The End of the Golden Gate: Writers on Loving and (Sometimes) Leaving San Francisco
Over the last few decades, San Francisco has experienced radical changes with the influence of Silicon Valley, tech companies, and more. Countless articles, blogs, and even movies have tried to capture the complex nature of what San Francisco has become, a place millions of people have loved to call home, and yet are compelled to consider leaving. In this beautifully written collection, writers take on this Bay Area-dweller's eternal conflict: Should I stay or should I go ?
Including an introduction written by Gary Kamiya and essays from Margaret Cho, W. Kamau Bell, Michelle Tea, Beth Lisick, Daniel Handler, Bonnie Tsui, Stuart Schuffman, Alysia Abbott, Peter Coyote, Alia Volz, Duffy Jennings, John Law, and many more, The End of the Golden Gate is a penetrating journey that illuminates both what makes San Francisco so magnetizing and how it has changed vastly over time, shapeshifting to become something new for each generation of city dwellers.

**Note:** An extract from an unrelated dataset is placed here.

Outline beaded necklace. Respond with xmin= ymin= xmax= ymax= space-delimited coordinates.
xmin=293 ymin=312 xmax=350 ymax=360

With essays chronicling the impact of the tech-industry invasion and the evolution, gentrification, and radical cost of living that has transformed San Francisco's most beloved neighborhoods, these prescient essayists capture the lasting imprint of the 1960s counterculture movement, as well as the fight to preserve the art, music, and other creative movements that make this forever the city of love.
For anyone considering moving to San Francisco, wishing to relive the magic of the city, or anyone experiencing the sadness of leaving the bay — and ultimately, for anyone that needs a reminder of why we stay. Softcover, 240 pages.